As speaker, Johnson has moved two CRs to passage with votes from both Republicans and Democrats. Good was asked how he rates Johnson's job performance compared to McCarthy's speakership. "I certainly don't wish that we went back to a speaker who only believed in being speaker. His only conviction was being speaker," Good said.

Good argued that McCarthy had "only led us to pass one out of 12 spending bills before the last week of September when the deadline approached; who did not follow through on his commitment to impeach Mayorkas; who did not follow through on allowing us to have a vote on term limits; who did not allow us to have a vote on a balanced budget on the floor; who, once he was removed as speaker, spent the subsequent weeks trying to prevent anyone else from becoming speaker and running a shadow campaign to try to deny them the majority that they needed from Republicans to become speaker."

Good continued, saying, "Unlike 434 other members of Congress, he was not willing to serve in the Congress, even if it meant costing Republicans a seat in the majority just because he couldn't be speaker."

Despite his critique of McCarthy, Good said there have been some missed opportunities under Johnson.

"I wish that we had more tangible wins, and that we had not done these past two CRs or done the NDAA that we did with the FISA attachment to it. Those were disappointments and failures, and we should not have done those and those are more of the same," he said.

"I will acknowledge the fact that at least we're dealing with an honest broker. Someone who is a conservative at heart, someone who wants to do the right things, someone who we trust, in terms of his integrity and his desire to do conservative things. Someone who is far more open and accessible, whose core is aligned with the conservative center of the Republican conference," he added.

In addition to the spending deadlines in March, Congress has to reauthorize the Foreign Intelligence Surveillance Act (FISA) or pass reform before it expires in April.

Conservative Republicans have renewed their call for an end to the warrantless surveillance of Americans as Congress considers reforming Section 702 of the Foreign Intelligence Surveillance Act.

Good told Just the News House Intelligence Committee Chairman Mike Turner that part of the reason Johnson delayed the scheduled FISA vote on Thursday because his committee threatened to block the legislation from coming to the floor if they had to vote on amendments related to ending the warrantless surveillance of Americans.

He said it would be a "colossal failure" to reauthorize FISA without an amendments process and called on House Speaker Mike Johnson, R-La., to support allowing amendments.  "We must bring those amendments to the floor for a vote, we must get members on record. And it would be a terrible failure of leadership if we didn't do it," he said.

On Wednesday, Turner released a public statement about a unnamed serious national security threat and asked Biden to declassify information related to it.

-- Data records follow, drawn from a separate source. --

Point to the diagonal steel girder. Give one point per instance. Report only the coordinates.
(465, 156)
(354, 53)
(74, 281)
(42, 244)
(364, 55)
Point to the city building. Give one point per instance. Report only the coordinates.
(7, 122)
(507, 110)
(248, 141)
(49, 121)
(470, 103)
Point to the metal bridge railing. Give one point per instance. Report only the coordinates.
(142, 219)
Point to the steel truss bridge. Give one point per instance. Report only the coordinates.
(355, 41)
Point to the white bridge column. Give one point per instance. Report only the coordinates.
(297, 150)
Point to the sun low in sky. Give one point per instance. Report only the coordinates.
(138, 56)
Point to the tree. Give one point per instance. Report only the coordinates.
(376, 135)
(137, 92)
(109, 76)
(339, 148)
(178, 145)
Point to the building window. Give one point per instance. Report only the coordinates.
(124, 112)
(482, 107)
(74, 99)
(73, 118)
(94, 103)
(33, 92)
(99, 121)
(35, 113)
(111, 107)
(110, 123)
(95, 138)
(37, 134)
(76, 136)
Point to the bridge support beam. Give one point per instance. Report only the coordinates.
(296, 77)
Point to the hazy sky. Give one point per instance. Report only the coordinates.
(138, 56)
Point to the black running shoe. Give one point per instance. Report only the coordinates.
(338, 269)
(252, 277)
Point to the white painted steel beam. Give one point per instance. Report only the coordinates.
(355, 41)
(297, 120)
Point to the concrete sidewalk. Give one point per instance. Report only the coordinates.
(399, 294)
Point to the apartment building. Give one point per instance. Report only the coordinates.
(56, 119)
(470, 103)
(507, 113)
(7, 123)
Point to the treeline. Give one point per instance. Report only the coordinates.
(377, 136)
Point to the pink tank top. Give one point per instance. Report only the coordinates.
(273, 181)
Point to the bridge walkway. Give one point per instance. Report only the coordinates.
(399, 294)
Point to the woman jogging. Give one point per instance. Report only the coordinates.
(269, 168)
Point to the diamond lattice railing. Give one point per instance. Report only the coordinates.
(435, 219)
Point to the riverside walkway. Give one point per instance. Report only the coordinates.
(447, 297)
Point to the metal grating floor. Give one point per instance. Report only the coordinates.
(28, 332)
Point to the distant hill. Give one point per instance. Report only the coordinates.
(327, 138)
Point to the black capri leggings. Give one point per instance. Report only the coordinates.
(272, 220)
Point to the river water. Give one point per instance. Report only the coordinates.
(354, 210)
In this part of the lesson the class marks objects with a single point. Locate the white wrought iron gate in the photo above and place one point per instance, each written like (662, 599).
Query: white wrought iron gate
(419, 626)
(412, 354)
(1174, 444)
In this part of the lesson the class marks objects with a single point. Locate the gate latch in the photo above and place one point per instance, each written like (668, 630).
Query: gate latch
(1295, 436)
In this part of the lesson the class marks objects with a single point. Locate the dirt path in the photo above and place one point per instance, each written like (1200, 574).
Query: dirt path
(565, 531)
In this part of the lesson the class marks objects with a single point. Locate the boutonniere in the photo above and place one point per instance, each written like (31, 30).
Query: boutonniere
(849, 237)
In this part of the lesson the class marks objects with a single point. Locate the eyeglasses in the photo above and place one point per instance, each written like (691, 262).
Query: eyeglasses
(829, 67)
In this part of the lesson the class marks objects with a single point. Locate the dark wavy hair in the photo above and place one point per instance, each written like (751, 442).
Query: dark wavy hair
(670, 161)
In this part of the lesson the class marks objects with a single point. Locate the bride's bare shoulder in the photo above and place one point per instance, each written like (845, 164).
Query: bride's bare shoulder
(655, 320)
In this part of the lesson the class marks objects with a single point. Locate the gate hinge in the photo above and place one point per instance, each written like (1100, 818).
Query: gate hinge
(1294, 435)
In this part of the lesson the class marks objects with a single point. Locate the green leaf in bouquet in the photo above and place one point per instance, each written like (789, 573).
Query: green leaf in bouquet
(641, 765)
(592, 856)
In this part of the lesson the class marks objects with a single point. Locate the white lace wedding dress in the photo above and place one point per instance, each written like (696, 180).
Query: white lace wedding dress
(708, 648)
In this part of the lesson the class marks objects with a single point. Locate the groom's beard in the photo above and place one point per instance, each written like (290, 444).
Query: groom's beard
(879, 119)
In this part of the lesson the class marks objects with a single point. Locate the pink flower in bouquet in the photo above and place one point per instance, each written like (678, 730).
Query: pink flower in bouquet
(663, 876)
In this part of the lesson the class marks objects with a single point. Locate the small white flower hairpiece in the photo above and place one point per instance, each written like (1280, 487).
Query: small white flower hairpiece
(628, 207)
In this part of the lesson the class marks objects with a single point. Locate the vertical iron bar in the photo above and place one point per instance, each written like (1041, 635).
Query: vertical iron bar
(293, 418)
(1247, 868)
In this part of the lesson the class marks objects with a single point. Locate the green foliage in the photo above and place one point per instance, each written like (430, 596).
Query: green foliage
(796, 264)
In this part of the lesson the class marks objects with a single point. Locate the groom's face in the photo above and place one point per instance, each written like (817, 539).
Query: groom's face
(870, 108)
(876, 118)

Good argued that the move was "intended to try to pressure or persuade members to vote for more power for the intelligence community" and reauthorize FISA.

Good told Just the News that Turner should no longer remain as chair of the committee.

"I do not think he should remain as chairman. I don't think he should remain as chairman because of what he's trying to do to reauthorize FISA without the appropriate reforms to protect the American people in terms of their, again, most precious basic constitutional rights," Good said during an interview with Just the News on Friday. "We have a Constitution that limits what government can do."

He continued, saying, "The position of the Intelligence Committee is in direct contradiction to that; direct violation of that. We've seen it abused ever since FISA was first put into place and with growing frequency."

Good noted that some Democrats like Congressional Progressive Caucus Chair Rep. Pramila Jayapal, D-Wash., also support ending warrantless surveillance of Americans under FISA. 

"Turns out some Democrats don't want to be spied on the government either," he said.